Five of those manufacturers including Germany's BSH Bosch und Siemens Hausger`te GmbH (BSH), Electrolux Home Product Europe, the European division of Benton Harbor, Mich.-based Whirlpool, Italy's Merloni Elettrodomestici and Holland's Philips Consumer Electronics together represent more than $65 billion in worldwide sales and employ almost 370,000 people around the globe.

But despite their own enormity, in the highly fragmented, $33 billion European market for white goods home appliances of all sorts these five manufacturers had to deal with literally tens of thousands of smaller chains and individual retailers. "In Europe, we have 100,000 retailers, and even the top 20 retailers represent less than 40 percent of the market," explains Gustavo Minacci, director of e-business for Whirlpool Europe.

This fragmentation presented a major challenge for each of the manufacturers as they set about their sell-side e-business initiatives: how to link with their thousands of retail customers in a way that would be affordable not only for themselves but also for the retailers, many of which were mom-and-pop operations with just a few outlets.

Meanwhile, as each of the manufacturers pondered their shared conundrum, and as some of them moved to establish Web portals for doing business with their customers, the retailers had their own challenge to consider, namely the prospect that each manufacturer would pursue its own e-business solution, forcing the stores and chains to use five different systems, adopt five different standards, and spend their days punching in passwords and bouncing between five different Web portals to determine product availability, verify prices, place orders and check delivery statuses.

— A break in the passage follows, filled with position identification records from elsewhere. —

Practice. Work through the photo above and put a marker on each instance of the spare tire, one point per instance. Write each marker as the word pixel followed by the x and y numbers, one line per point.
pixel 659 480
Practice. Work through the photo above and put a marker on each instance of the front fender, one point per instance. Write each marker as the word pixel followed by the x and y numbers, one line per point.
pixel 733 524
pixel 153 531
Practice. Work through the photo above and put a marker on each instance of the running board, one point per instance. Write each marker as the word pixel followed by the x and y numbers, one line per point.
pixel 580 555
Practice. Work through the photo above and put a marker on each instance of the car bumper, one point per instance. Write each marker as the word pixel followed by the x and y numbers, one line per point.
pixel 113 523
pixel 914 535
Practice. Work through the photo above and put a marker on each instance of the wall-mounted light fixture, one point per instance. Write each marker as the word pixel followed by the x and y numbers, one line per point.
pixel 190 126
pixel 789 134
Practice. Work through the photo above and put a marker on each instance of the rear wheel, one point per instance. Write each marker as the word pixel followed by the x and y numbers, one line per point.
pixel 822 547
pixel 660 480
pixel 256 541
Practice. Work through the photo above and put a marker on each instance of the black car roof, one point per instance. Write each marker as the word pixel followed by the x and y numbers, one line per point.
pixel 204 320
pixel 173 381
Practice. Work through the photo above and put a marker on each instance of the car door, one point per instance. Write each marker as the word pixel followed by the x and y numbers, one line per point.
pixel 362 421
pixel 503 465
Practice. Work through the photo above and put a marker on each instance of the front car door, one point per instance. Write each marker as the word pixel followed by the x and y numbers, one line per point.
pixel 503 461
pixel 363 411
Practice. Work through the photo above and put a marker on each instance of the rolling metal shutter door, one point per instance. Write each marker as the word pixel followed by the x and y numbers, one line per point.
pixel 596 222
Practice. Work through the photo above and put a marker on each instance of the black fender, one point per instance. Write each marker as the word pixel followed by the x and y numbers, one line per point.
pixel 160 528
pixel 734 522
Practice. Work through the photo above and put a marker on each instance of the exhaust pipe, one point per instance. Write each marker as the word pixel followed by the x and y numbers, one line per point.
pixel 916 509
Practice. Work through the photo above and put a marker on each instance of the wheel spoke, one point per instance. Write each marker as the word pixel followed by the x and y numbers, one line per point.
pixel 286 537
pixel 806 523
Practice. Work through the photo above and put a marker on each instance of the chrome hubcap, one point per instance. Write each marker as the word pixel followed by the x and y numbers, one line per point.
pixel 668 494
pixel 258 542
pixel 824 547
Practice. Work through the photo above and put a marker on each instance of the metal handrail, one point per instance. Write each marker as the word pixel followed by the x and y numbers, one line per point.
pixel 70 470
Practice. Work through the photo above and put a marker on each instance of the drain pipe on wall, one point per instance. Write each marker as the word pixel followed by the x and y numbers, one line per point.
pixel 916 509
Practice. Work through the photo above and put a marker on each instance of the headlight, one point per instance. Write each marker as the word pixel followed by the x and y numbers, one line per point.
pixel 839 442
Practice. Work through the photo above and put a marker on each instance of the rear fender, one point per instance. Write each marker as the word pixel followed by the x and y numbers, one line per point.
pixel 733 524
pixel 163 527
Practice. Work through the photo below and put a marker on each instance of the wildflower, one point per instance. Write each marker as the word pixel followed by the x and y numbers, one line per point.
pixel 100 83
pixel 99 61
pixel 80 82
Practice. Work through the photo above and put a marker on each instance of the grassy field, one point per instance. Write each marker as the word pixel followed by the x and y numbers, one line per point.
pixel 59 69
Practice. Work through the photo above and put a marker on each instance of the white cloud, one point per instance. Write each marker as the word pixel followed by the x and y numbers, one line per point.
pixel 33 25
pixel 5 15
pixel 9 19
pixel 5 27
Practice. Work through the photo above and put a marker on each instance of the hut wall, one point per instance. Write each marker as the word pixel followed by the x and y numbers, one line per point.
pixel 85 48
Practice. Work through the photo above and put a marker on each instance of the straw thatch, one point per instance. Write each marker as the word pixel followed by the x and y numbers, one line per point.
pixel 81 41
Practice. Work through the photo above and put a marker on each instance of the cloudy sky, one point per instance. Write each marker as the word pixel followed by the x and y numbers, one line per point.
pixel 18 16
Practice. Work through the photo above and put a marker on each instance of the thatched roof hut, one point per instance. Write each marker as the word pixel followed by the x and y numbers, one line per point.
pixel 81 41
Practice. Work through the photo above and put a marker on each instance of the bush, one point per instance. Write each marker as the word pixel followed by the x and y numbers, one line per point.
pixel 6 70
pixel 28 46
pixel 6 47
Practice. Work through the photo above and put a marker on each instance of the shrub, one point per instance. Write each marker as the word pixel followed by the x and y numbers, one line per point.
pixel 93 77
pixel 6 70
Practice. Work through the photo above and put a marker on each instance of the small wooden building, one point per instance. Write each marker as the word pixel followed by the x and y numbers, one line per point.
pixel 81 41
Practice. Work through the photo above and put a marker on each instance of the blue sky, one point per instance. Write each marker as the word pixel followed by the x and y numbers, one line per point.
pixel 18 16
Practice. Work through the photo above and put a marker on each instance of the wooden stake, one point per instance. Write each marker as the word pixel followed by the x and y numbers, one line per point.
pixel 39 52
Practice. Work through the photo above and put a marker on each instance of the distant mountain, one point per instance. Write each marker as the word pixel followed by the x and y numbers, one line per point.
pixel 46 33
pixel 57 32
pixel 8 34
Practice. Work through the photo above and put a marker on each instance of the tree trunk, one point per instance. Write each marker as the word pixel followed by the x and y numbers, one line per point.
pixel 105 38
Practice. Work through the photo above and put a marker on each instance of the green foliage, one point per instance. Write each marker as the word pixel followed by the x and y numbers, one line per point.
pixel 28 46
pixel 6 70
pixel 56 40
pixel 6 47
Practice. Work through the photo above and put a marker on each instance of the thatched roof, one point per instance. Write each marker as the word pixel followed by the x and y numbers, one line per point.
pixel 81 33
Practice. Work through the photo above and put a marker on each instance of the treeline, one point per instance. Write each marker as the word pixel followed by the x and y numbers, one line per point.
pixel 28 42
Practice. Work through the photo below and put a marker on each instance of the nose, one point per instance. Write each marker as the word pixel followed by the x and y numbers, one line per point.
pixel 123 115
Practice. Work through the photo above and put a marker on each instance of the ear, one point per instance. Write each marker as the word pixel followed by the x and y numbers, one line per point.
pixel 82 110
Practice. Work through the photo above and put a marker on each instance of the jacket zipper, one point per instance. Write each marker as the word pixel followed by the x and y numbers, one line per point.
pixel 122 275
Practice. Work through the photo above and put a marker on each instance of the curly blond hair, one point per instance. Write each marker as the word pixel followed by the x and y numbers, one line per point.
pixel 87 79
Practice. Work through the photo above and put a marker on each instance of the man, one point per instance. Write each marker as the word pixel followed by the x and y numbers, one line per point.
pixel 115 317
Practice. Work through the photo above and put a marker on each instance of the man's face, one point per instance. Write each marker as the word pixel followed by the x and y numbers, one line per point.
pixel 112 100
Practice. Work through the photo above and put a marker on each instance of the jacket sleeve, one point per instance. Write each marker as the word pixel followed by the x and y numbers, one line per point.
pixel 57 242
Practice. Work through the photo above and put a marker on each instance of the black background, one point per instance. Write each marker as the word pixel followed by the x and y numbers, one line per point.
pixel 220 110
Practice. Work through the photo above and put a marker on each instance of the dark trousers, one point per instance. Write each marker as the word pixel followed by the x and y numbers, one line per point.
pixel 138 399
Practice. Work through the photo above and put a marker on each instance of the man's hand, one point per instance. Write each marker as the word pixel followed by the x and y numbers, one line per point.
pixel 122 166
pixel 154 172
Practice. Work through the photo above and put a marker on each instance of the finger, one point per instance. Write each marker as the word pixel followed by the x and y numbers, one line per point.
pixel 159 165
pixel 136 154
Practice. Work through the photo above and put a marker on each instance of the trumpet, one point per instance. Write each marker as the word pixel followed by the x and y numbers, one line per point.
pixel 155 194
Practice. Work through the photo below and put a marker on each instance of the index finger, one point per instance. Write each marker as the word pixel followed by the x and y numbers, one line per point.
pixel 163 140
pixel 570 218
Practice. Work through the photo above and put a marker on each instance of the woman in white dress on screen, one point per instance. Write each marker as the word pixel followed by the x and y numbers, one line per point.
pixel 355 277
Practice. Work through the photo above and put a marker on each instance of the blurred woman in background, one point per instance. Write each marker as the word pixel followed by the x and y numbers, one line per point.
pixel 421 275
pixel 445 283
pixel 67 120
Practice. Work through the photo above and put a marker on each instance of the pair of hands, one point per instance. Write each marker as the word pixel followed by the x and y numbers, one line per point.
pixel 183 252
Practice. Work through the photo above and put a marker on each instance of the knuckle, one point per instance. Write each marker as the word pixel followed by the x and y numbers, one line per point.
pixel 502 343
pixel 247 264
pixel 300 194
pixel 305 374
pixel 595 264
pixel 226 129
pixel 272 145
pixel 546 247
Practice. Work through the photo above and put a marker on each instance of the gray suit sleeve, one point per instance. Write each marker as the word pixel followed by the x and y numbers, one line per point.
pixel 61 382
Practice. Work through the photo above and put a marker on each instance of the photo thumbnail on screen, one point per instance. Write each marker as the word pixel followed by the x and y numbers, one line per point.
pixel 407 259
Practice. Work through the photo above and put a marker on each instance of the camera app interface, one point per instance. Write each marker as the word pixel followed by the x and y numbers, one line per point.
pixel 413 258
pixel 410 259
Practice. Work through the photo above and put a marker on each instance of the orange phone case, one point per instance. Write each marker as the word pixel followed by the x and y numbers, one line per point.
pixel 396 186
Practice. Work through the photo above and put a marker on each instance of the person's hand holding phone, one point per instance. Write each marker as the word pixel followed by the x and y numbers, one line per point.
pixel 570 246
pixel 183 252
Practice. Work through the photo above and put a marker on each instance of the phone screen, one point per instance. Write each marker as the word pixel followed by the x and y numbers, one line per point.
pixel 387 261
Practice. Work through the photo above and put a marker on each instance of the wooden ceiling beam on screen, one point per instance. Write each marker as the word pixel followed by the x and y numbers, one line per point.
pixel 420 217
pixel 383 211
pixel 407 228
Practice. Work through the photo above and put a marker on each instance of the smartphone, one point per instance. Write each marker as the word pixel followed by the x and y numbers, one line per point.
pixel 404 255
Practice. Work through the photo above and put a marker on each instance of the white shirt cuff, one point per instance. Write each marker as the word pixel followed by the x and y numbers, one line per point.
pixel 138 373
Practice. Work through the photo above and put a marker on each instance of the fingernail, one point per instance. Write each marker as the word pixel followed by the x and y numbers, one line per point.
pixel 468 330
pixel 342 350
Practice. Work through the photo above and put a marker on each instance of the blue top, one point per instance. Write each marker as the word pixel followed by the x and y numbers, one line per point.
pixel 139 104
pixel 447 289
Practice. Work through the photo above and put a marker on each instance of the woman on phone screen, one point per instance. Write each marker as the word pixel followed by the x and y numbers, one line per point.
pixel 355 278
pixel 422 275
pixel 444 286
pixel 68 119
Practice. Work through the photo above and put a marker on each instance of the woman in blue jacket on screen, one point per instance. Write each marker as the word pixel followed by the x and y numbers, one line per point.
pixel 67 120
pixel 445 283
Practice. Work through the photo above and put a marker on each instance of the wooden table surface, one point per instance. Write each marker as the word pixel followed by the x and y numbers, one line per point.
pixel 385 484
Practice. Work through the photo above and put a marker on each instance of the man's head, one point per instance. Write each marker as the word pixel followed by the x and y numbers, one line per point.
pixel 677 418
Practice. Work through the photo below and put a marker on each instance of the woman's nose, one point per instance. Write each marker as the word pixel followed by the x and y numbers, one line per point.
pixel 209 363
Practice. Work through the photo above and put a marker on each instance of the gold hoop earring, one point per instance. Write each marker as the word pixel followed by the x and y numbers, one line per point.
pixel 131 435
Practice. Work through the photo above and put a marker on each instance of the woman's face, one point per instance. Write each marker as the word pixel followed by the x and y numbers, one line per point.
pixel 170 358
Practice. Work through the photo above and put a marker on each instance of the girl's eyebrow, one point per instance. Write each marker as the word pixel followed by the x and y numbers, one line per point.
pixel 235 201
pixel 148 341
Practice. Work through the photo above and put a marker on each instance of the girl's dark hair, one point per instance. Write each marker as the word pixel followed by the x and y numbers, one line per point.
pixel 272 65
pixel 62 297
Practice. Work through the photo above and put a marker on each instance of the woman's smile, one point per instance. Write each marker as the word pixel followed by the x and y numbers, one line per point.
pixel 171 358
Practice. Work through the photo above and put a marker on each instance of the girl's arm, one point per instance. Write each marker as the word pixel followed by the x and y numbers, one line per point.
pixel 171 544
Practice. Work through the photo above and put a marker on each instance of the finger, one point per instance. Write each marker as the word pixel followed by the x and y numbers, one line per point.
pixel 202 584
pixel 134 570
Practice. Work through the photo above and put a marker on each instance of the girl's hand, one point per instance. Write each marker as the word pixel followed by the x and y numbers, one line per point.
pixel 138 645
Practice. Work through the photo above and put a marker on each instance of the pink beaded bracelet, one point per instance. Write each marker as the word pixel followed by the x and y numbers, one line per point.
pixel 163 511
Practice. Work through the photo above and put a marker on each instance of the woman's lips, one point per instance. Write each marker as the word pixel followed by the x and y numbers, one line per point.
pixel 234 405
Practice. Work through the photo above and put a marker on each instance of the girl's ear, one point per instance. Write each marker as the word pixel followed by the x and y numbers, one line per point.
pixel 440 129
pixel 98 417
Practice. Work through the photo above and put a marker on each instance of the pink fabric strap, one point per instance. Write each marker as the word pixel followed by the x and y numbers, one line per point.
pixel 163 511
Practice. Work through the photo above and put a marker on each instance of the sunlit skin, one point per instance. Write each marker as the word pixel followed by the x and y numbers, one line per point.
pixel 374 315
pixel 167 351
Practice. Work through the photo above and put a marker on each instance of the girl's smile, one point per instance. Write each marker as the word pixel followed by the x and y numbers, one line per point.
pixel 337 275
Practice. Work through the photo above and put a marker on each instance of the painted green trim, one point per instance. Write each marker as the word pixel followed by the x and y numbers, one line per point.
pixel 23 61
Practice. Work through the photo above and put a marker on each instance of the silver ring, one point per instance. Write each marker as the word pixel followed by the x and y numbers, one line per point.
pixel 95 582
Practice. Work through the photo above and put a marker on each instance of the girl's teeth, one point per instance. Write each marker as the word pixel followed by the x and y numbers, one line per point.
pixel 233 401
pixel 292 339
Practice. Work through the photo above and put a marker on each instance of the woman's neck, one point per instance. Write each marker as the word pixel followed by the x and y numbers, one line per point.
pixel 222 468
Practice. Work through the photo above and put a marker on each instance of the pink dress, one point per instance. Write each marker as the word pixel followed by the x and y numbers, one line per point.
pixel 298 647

In short order, the retailers' concerns began to filter back up the supply chain to the manufacturers, according to Frederic Marie, e-business director for Electrolux Home Products Europe. "We listened to our customers and decided that we should sit around the table to see what we could do together to satisfy their needs."

Motivated to Get It Done

Thus was born the idea for Tradeplace, a joint service venture formed in 2001 initially by three of the manufacturers BSH, Electrolux Home Product and Whirlpool Europe and later joined by Merloni (in May 2002) and Philips (last September). The aim of the initiative was to create an umbrella for the companies' existing portals that, at first, would provide retailers with a single point of entry, accessed through a Web browser, to the manufacturers' systems. The retailers could then search for product information and availability and place orders with any of the manufacturers without having to log into different systems.

The vision then called for moving the retailers to system-to-system integration through the Tradeplace Message Hub to communicate electronically with the manufacturers. In this second phase, the hub would receive messages and requests from one partner, reformat and translate the data as necessary, depending on the intended destination, and then send the data to the appropriate addressee. Theoretically, the hub would be able to handle data formats ranging from traditional electronic data interchange (EDI) to the latest XML, or even data from Web forms for retailers with just a PC and Internet access.